In this most recent community AI research paper reading, Arjun Mukerji, PhD – Staff Data Scientist at Atropos Health – walks us through RWESummary, a new benchmark designed to evaluate LLMs on summarizing real-world evidence from structured study output — an important but often under-tested scenario compared to the typical “summarize this PDF” task.
Watch
Highlights
Why medicine is a special (and high-stakes) domain
Mukerji: “The medical field is one of the highest-stakes applications of AI—especially in real-world evidence. It’s very important to get things right, and approaches that work elsewhere don’t always translate to medicine.”
The “evidence gap” & the role of RWE
Mukerji: “Only a fraction of daily medical decisions are backed by high-quality evidence—the ‘evidence gap.’ RWE complements clinical trials by covering larger, more varied cohorts that trials often exclude.”
What RWESummary actually tests
Mukerji: “Our task isn’t ‘dump a full paper into an LLM.’ We supply structured study inputs—question, PICOT, outcomes, effect sizes—and ask for a plain-English summary. Current benchmarks rarely test this scenario.”
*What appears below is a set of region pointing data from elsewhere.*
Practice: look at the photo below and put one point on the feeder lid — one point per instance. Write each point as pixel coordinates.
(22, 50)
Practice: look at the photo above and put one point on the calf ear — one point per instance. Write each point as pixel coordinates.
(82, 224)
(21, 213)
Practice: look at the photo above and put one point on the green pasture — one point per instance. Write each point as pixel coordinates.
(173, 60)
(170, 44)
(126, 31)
The three mission-critical evals
Mukerji: “We empirically chose three evaluations that matter most in production: getting the direction of effect right, reporting numbers accurately, and completeness. Direction of effect is the single most important.”
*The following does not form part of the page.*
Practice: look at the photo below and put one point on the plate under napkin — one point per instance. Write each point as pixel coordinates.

Why direction of effect is weighted so heavily
Mukerji: “If you could fix only one class of errors, fix direction of effect. Saying Treatment X is better than Y when it’s actually the reverse is the worst possible mistake.”
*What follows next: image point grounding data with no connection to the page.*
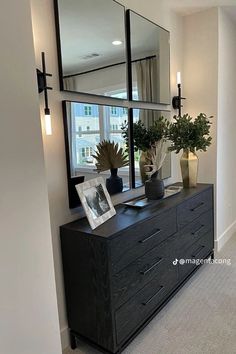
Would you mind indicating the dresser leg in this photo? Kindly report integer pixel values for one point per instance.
(72, 341)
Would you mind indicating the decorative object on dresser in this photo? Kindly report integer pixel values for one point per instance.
(147, 136)
(154, 187)
(110, 157)
(120, 275)
(190, 136)
(177, 100)
(96, 201)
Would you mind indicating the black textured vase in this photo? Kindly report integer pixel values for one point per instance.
(114, 183)
(154, 187)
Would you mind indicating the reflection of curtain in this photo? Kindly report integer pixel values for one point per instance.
(71, 137)
(147, 79)
(70, 83)
(147, 87)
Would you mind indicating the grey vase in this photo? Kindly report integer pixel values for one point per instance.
(154, 187)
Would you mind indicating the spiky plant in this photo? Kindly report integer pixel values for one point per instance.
(109, 156)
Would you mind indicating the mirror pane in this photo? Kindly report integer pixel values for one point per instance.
(92, 41)
(86, 126)
(148, 117)
(150, 61)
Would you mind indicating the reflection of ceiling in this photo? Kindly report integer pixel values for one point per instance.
(88, 28)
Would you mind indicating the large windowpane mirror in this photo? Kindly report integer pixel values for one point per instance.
(150, 61)
(148, 117)
(86, 125)
(91, 43)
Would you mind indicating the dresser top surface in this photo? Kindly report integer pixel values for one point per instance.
(126, 216)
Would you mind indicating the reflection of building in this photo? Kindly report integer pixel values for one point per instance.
(92, 124)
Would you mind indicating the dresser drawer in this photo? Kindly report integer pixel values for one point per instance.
(135, 311)
(131, 279)
(138, 240)
(194, 207)
(199, 250)
(193, 232)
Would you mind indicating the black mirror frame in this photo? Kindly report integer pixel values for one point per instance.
(59, 55)
(129, 58)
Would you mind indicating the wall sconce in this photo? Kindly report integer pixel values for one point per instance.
(42, 87)
(176, 101)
Results, speed, and trade-offs
Mukerji: “No model wins across the board. Gemini 2.5 led overall on direction and numbers; Gemini 2.0 Flash was the clear winner on latency. In production, inference time matters.”
Robust evals essential
Mukerji: “Given the stakes, you need robust evals and a human-in-the-loop. AI can make serious mistakes—like reversing an effect—so health workflows must be designed for safety from the ground up.”